DVD

 去年、家の近くに99円のDVDレンタルができた。もはやハナからVHSはない、自動マシンの24時間営業。まだまだ品揃えはよくないが、ロードショーものをチェックするにはちょうどいい価格なので、去年の夏以来ちょくちょく利用している。
 お正月に少し時間ができたので、まとめてDVDをレンタルした。例のごとく大して選ぶわけでもなく適当に端から観ていたのだが、公開当時見落していた「ロッキー5」と「ロッキー・ザ・ファイナル」は良かった。「〜ファイナル」はシリーズのなかでも一番のできだったのではないだろうか? 元来の映画の素朴さがあるし、本当にフィラデルフィアの貧民街から這い上がってきたスタローンはロッキーを描いているときに一番真実味がある。
 しかし、特に印象に残ったのは「父親たちの星条旗」(2006)、「硫黄島からの手紙」(2006)、「告発のとき」(2007)の3本だった。始めの2本は2部作仕立ての映画なので当然だが、「告発のとき」がある意味で完結編といっても言い過ぎではないような気がしている。3本に共通しているのはクリント・イーストウッド(「告発のとき」でも全面協力をしている)ともう1人、ポール・ハギス。「父親たちの星条旗」では脚本、「硫黄島からの手紙」では製作総指揮と原案を手がけている。問題の「告発のとき」では監督、製作、原案、脚本とほとんどをこなしている。イーストウッドとは「ミリオンダラー・ベイビー」(2004)以来の名コンビでもある。
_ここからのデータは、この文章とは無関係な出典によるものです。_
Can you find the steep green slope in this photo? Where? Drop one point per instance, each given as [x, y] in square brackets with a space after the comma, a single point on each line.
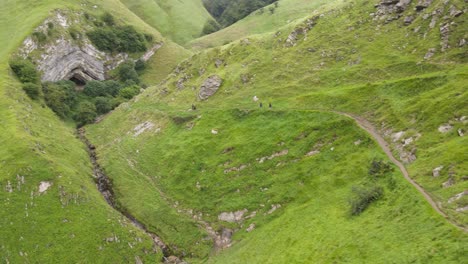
[261, 22]
[51, 208]
[190, 164]
[180, 21]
 「硫黄島」公開時に硫黄島戦から帰還した希有な元兵士のインタビューを観た。その年は特攻隊のドキュメンタリー映画が話題になっていたので、元特攻隊員と、対峙していた元米兵が60年ぶりに相対するというドキュメンタリーもあった。アメリカの老人が日本の老人に特攻時の心境を尋ねると、彼は唄を唄っていたと告白し、「うさぎ追いし彼の山、小鮒釣りし彼の川」と唄った。昨年は、NHKの戦争の証言シリーズを一通り観て、そのなんとも言えない当事者のリアリティーにあてられてしまい、何度も墜ちるような衝撃を覚えた。
 そのリアリティーに比べると「父親たちの星条旗」や「硫黄島からの手紙」は、どうにもホームドラマのように見えてしまう。決してできの悪い映画ではないのだが…。
 「告発のとき」も2003年にイラクから帰還した兵士たちが起こした、実際の事件をもとにつくられている。この事件も確か「60ミニッツ」で特集していたし、NHKでも類似のイラク帰還兵のPTSDを問題にした特集を組んでいた。その場合には、報道やドキュメンタリーの限界というか、舌足らずの印象を覚えたのを記憶している。映画の方が圧倒的なリアリティーを持っていた。しかし映画はやっぱり嘘である。観るものが感ずるべき「本当」はどちらにしても手元からスルリと逃げてしまう感じなのだ。
 「告発のとき」で失踪した兵士の父親が、息子から送られた1枚の写真を息子と行動を共にしていた同じ隊の青年に見せながら尋ねる。「これはなにを撮った写真なのだ?」と。写真は戦時下のイラクでは平凡な風景が写っているだけの写真だった。息子はしかし父に決定的な写真として託していた。
 これを観て思い出したのは南京事件の唯一の写真。それは南京の日本帝国陸軍の砦を遠くから撮っただけの写真だった。10年以上前に観たNHKのドキュメンタリーでその元従軍カメラマンは藤沢に存命だった。彼は砦のなかにいて無裁判による処刑を目撃したのだと証言した。恐ろしくなった彼はそのまま後ずさりし、安全だと確信したところでシャッターを切ったのだと言っていた。
 同じように息子にとって決定打になった事件はその写真の反対側、彼の背後にあった。結局、戦争なんてものはどうやったって写らないものなのかもしれない、と思わずにはいられない。